Definition 11.11 Let $A$ be an object of a category $\mathbb{C}$ with binary products. The right adjoint of $\_\times A:\mathbb{C}\to\mathbb{C}$, if it exists, is denoted by $$(\_ )^A:\mathbb{C}\to\mathbb{C}$$ and is called the exponential functor[.]
[. . .]
One way to denote exponentials $X^A$ is as $A\Rightarrow X$. This stems from a logical reading of the adjunction. Indeed, in a preorder $P$ with meets $\wedge$, if we interpret $\le$ as logical entailment $\vdash\,\,\,$ [. . .] and $\wedge$ as conjunction, then the above adjunction is nothing but the well-known deduction theorem: $$\frac{a\wedge b\vdash c}{a\vdash (b\Rightarrow c)}.$$
I would Love to find out more about this and similar phenomena.
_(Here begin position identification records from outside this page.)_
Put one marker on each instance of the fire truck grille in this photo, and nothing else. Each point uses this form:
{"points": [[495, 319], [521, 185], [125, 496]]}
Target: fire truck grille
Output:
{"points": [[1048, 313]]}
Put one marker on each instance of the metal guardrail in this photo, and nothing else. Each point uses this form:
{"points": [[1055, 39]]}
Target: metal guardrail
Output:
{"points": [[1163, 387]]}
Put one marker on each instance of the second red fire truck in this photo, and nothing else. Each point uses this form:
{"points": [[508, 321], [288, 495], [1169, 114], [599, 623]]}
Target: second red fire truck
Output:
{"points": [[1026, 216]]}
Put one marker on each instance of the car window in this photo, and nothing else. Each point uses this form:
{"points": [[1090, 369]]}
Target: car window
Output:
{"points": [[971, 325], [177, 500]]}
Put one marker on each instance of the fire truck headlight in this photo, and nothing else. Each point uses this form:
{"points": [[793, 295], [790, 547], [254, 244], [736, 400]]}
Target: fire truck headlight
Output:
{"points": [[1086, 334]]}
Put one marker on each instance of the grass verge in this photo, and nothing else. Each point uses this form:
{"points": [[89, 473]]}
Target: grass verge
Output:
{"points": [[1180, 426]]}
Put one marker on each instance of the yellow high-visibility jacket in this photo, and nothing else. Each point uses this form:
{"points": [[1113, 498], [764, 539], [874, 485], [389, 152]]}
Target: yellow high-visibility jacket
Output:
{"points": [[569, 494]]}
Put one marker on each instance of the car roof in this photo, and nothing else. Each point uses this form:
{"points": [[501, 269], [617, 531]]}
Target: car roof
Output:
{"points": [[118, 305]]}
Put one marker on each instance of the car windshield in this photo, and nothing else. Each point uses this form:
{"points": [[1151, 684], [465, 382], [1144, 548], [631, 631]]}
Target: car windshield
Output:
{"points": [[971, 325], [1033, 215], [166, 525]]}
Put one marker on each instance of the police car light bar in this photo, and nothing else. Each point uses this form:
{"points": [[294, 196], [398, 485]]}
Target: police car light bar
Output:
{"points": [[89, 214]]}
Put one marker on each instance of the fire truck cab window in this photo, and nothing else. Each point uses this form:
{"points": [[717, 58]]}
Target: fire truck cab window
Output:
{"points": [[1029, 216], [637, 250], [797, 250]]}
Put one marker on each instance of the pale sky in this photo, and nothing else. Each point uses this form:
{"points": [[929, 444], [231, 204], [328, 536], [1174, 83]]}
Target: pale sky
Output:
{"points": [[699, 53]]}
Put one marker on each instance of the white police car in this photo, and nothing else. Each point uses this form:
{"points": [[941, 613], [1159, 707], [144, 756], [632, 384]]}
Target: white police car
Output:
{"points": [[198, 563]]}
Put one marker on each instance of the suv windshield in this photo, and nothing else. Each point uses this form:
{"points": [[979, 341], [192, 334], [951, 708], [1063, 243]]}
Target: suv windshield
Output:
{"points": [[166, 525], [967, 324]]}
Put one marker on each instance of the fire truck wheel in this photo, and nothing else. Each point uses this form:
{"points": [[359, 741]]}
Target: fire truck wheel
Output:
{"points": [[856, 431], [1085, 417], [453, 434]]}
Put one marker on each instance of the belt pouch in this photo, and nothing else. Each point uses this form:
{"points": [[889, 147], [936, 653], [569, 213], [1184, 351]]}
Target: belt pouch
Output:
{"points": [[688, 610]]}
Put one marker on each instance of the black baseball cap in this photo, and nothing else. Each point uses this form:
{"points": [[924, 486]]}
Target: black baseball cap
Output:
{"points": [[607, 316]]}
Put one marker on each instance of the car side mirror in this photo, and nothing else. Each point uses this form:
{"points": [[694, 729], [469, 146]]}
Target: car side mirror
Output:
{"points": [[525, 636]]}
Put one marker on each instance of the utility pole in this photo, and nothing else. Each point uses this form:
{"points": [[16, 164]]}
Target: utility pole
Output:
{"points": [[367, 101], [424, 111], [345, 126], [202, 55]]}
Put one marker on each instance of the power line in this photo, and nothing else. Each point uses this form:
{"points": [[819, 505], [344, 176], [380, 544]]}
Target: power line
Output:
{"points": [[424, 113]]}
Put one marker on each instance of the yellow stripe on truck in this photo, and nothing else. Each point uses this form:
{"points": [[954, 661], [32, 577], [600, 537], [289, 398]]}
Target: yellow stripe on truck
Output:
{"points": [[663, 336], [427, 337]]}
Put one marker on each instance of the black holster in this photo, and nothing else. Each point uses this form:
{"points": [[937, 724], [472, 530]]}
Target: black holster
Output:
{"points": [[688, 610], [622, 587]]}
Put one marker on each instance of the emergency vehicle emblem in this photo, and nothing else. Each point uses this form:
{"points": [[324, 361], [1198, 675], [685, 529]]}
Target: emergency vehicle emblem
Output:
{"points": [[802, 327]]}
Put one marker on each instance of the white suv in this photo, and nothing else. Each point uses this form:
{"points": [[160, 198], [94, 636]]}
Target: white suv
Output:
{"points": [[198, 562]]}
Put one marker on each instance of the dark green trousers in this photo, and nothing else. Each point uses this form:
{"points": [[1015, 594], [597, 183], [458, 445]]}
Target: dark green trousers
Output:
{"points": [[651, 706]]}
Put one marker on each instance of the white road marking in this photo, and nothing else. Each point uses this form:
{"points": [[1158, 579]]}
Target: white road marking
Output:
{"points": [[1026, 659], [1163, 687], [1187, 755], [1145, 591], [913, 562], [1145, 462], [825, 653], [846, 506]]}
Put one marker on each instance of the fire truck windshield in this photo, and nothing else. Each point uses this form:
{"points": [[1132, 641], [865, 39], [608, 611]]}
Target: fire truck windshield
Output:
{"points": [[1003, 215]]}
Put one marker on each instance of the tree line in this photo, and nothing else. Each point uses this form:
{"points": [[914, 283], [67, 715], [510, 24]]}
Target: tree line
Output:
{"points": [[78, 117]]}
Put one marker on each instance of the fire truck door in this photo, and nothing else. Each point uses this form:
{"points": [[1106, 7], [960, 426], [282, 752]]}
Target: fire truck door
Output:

However, what with a plethora of Logic articles and the like on the Deduction Theorem, I'm not having much luck searching for more information. Help me out, please :)
I have a few pdfs on Categorical Logic I've run some searches through but - besides some cool stuff about the "state monad induced by the adjunction $(\cdot )\times S\dashv (\cdot )^S:\text{Set}\to\text{Set}$" - I got nothing that resembles the above.